One man’s meat is another man’s poison, they say.
Oftentimes, one country’s hero becomes another country’s villain.
Stories of spies and secret agents, therefore, are intriguing to all of us.
Listening to a gripping BBC documentary this week, on Noor Inayat Khan, I was once again drawn into thoughts about the dangerous lives these female spies chose to live.
Fluent in French, Noor Inayat Khan was a wartime British secret agent sent into Nazi-occupied France by Special Operations Executive (SOE) in early 1940s.
She was born in Moscow to an Indian father and an American mother, and was a direct descendant of Tipu Sultan, the 18th century Muslim ruler of Mysore.
Her father was a musician and Sufi teacher who moved to London, and then to Paris, where Noor was educated.
That explains her French. But just, look at her.
She wrote children’s' stories, studied Sufism, got a degree in child psychology, and even played the sitar.
But when France fell to the Nazis in November 1940, she escaped to England and joined WAAF (Women's Auxiliary Air Force).
Trained as a radio operator – with Morse code and all those works - she was sent to join the 'Prosper' resistance network in Paris, under the codename 'Madeleine'.
Her communication headquarters was, however, raided by the Nazis. She avoided detection. But was later betrayed, and ruthlessly interrogated.
Without revealing sensitive information, despite extreme odds, she managed to escape several times before finally being shackled and transferred to Dachau Concentration camp.
Here, at this camp, she was brutally tortured and finally executed in 1944. She was just 30.
She was awarded posthumously the George Cross, and a Statue of her, now stands in London.
Tortured and shot by one country. Decorated and honoured by another.
And we must wonder now, what gave woman like Noor such courage and confidence?
Is it some horrible blackmail, some threat to family, or some lure of money? Nothing seems plausible.
We see in these spies a strange passion to serve the country they owed allegiance to. Temporarily.
When caught, they became double agents. When caught again, they became triple agents.
But they kept evolving, and kept playing roles that were too many and too complicated to play by even an accomplished actor. And that too, in terrifying circumstances.

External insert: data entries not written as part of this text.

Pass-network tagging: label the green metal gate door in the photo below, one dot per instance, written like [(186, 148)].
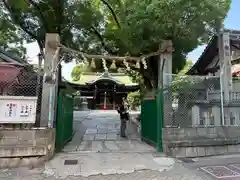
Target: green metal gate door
[(64, 126), (149, 121), (152, 120)]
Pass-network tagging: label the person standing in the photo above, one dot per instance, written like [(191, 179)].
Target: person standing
[(124, 117)]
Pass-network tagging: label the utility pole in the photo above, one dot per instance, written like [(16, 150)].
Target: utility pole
[(50, 80), (164, 80), (225, 74)]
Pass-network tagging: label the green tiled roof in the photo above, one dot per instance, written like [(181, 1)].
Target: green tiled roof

An enormous amount of grit and fortitude was needed I think, years ago, when communication and transportation was pitiable.
And when to be a woman in a ruthless world of men was by no means easy.

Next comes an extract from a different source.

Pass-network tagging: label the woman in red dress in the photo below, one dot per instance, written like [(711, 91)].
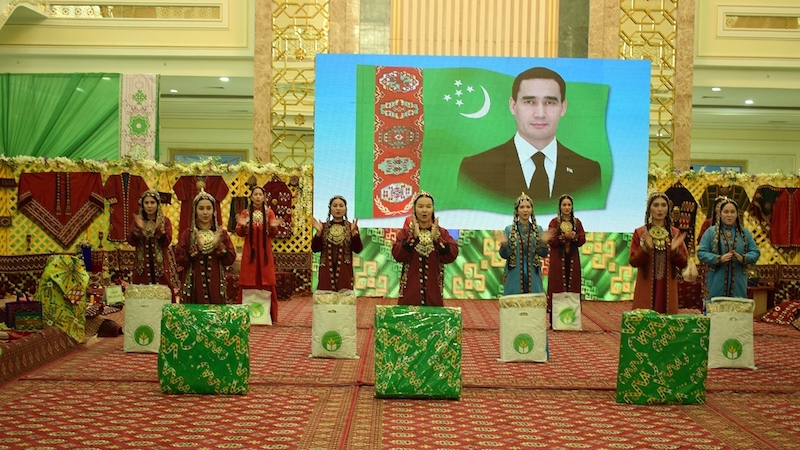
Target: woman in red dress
[(204, 251), (337, 239), (258, 225), (658, 251), (423, 248), (151, 235), (565, 255)]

But Noor was just one among hundreds of women who chose to live on the edge.
Krystyna Skarbek, the Polish spy was an excellent skier. She put her skill to good use when Poland was occupied by the Nazis. She transported information back and forth from Poland to Hungary through the mountains.
Nancy Wake developed a spy-network in France so strong that she became the prime target for Gestapo. Nicknamed White Mouse for her elusiveness, she was a lethal combination of femininity and brutality.
Mata Hari. How can I not mention this greatest female spy? Born in Netherlands, and initially married to an Indonesian, she went around the world changing men, and changing allegiances with equal ease. But finally, accused of spying for the Germans, she was executed in 1917.
Females or males, what’s in a gender? These spies were all doing what the other countries did not want them to do in theirs. Dangerously.